In another era as a busy corporate type, I traveled the world a bit. From my travel’s I realized that there is a lot you can learn about a place from its luggage carts. Yes, those boring metal things that float around at airports.

Take Paris – it has the nicest looking luggage carts, except they don’t really work very well. Go to Frankfurt airport – Germany – and you will come across wart-hog ugly carts that look like they were created by battletank designers. But then you see them on an escalator

baggage-cart-chicago
Typical US Luggage cart

– yes, on an escalator – and you realize why they are a marvel of design. Load up a German cart with luggage and walk right onto an escalator – up or down doesn’t matter – and the cart easily gets onto the escalator without a single piece of luggage falling off.
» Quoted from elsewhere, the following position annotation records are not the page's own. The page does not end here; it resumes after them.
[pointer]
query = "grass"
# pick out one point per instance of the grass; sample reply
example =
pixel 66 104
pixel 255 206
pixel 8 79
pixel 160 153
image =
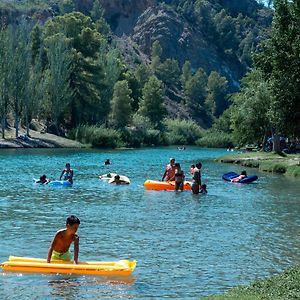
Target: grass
pixel 288 164
pixel 282 286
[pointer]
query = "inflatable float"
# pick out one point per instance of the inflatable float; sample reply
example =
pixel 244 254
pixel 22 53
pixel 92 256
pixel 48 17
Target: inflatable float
pixel 39 265
pixel 231 175
pixel 110 178
pixel 65 183
pixel 164 185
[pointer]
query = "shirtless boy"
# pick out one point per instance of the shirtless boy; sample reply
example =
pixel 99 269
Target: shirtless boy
pixel 59 247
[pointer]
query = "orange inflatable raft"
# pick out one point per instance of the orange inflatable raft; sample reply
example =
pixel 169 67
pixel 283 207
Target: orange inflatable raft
pixel 164 185
pixel 39 265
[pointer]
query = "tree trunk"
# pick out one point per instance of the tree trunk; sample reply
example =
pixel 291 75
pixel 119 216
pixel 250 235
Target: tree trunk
pixel 17 125
pixel 3 127
pixel 276 143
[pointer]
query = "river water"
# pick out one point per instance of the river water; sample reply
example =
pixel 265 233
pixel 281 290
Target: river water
pixel 186 246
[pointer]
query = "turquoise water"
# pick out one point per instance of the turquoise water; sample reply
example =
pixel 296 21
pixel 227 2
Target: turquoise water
pixel 186 246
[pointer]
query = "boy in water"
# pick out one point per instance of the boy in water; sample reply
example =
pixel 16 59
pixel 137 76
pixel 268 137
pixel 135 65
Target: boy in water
pixel 59 247
pixel 178 177
pixel 67 173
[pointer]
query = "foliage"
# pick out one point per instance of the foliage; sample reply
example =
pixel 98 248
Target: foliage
pixel 99 137
pixel 249 113
pixel 195 91
pixel 279 61
pixel 216 100
pixel 86 79
pixel 121 104
pixel 215 139
pixel 282 286
pixel 152 103
pixel 182 132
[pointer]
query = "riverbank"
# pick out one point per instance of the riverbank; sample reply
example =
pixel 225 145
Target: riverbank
pixel 282 286
pixel 37 140
pixel 287 164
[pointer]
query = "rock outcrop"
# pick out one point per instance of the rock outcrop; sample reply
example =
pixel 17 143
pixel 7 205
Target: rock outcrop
pixel 181 41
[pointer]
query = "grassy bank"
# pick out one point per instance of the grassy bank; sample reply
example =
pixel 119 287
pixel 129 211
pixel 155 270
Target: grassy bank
pixel 288 164
pixel 283 286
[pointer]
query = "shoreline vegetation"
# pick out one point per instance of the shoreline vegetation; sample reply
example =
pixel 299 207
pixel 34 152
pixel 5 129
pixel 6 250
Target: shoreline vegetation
pixel 37 140
pixel 282 286
pixel 286 164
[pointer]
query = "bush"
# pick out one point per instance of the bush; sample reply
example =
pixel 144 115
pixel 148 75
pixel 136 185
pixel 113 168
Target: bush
pixel 99 137
pixel 215 139
pixel 182 132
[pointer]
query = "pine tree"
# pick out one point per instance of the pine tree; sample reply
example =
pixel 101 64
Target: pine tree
pixel 152 103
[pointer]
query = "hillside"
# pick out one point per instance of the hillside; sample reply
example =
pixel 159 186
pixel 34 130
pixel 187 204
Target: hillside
pixel 198 50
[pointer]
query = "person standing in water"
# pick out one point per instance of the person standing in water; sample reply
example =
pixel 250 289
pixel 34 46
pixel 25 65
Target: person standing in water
pixel 196 185
pixel 59 247
pixel 67 173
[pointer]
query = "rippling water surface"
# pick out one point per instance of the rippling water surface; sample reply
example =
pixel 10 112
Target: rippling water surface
pixel 186 246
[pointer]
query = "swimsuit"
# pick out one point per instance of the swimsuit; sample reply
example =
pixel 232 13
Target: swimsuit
pixel 65 256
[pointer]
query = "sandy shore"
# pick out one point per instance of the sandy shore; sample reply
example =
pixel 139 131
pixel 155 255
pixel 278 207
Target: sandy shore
pixel 37 140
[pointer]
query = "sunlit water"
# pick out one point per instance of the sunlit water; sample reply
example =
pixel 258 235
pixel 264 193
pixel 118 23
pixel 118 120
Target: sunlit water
pixel 186 246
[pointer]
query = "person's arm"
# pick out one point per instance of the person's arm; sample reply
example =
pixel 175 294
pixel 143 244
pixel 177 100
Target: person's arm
pixel 50 250
pixel 76 249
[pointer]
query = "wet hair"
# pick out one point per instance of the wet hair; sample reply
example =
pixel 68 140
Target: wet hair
pixel 71 220
pixel 198 164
And then rolls off effortlessly at the other end (This video is from Geneva, but you get the idea https://www.youtube.com/watch?v=dIVvYekG2nQ  .)  Go to the USA and you will find rather basic luggage carts that carry cheerful messages welcoming you – along with advertising panels selling stuff. And you have to pay to use the cart, of course. Credit cards welcome. Amsterdam has probably the most classy looking snub nosed little carts. Back home in India, our carts don’t move when you push them. Then you realize that you have to press down on the bar. Once the pressure is on we – and the carts – work just fine. Although the occasional squeak is par for the course.

This whole thing got me thinking about what a Kumaoni luggage cart would be like. In my mind’s eye I imagine something rather old world – probably made out of dark wood. The Kumaoni cart isn’t fast, but people would hand you the cart with a smile, and chat with you for a bit in a sing-song pahadi lilt. The cart will have a small flower vase built in with some fragrant flowers. Maybe a little bird-house as well. No cupholder, though. In Kumaon we sit and drink our tea. What’s the rush? The Kumaoni Luggage cart moves at a comfortable, relaxed pace. It would still get you there, but would make you wonder about the point of travelling anywhere else from here.

Yup, that is about how I imagine a Kumaoni luggage cart.